Location: Darpa Khel, North Waziristan
References: Xinhua, Los Angeles Times, Associated Press, AFP, BBC, CNN, GeoTV, Christian Science Monitor, Deccan Herald, Express Tribune, The News, Bureau

Ob272 – May 24 2012
♦ 5-12 reported killed
♦ 0-8 civilians reported killed
♦ 3-4 injured
The civilian casualty figures included in this summary are based on the following reports: Pakistani security officials on damage to mosque and casualties (KUNAPakistan TodayBBCChannel 4 NewsSANAThe News), Taliban sources (Channel 4 News), a named eyewitness (The News). 

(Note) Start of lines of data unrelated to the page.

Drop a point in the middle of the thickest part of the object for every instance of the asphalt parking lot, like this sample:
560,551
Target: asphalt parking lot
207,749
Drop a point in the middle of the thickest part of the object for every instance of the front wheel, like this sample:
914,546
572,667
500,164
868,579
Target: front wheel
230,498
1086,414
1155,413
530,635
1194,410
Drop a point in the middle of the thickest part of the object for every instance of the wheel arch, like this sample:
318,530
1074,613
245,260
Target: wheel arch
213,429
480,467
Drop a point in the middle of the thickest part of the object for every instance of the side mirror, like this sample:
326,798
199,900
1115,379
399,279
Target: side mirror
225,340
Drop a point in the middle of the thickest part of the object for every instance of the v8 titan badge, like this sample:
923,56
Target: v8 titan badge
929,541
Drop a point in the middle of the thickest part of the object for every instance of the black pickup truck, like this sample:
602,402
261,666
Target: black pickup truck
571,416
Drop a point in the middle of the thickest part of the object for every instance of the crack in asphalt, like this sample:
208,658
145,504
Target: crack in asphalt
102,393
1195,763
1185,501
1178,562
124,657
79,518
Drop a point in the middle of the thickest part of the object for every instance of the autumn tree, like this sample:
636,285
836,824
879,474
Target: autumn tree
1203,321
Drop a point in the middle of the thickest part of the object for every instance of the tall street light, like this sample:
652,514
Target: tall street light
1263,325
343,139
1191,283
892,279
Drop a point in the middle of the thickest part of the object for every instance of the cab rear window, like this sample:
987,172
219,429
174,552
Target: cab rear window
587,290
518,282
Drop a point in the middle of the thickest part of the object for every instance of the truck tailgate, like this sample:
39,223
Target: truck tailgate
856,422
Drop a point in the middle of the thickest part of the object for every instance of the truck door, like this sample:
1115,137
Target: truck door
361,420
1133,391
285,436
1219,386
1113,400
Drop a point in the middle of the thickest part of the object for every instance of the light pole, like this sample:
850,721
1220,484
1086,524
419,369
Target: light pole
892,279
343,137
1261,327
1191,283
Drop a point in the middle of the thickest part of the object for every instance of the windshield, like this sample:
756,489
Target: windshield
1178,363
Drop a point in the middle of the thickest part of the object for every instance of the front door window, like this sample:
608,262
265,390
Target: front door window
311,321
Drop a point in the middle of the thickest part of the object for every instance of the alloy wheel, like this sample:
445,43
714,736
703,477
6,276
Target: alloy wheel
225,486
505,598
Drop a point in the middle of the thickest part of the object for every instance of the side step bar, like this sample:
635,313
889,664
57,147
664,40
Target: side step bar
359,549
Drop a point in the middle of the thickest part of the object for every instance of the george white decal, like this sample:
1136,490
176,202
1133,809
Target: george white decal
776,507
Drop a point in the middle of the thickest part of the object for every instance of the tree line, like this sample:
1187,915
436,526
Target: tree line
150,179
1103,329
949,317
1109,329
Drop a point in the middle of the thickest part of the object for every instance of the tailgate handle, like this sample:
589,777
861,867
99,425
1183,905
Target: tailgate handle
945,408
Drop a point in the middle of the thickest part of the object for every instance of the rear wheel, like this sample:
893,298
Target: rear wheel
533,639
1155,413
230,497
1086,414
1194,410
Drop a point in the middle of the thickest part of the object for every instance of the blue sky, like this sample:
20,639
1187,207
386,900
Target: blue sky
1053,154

The CIA’s drones returned to the attack for the second time in 24 hours, killing at least eight people. A house and a nearby mosque were hit as villagers attended morning prayers. It is not clear which building was the primary target although  a 2013 Amnesty International report said the mosque was destroyed and some houses nearby were damaged. Amnesty’s field investigation found eight were killed in the attack – four Taliban and four foreign fighters. Of the Taliban, two were named in the report: Abdul Samad Dawar and Hakimullah Dawar. Associated Press’ sources said that ‘most of those killed were Uzbek insurgents‘ and said the attack targeted a ‘militant hideout’. Researchers at Stanford University and New York University noted that an Associated Press report filed four days later referred to the strike but still did not mention multiple reports that a mosque had been hit.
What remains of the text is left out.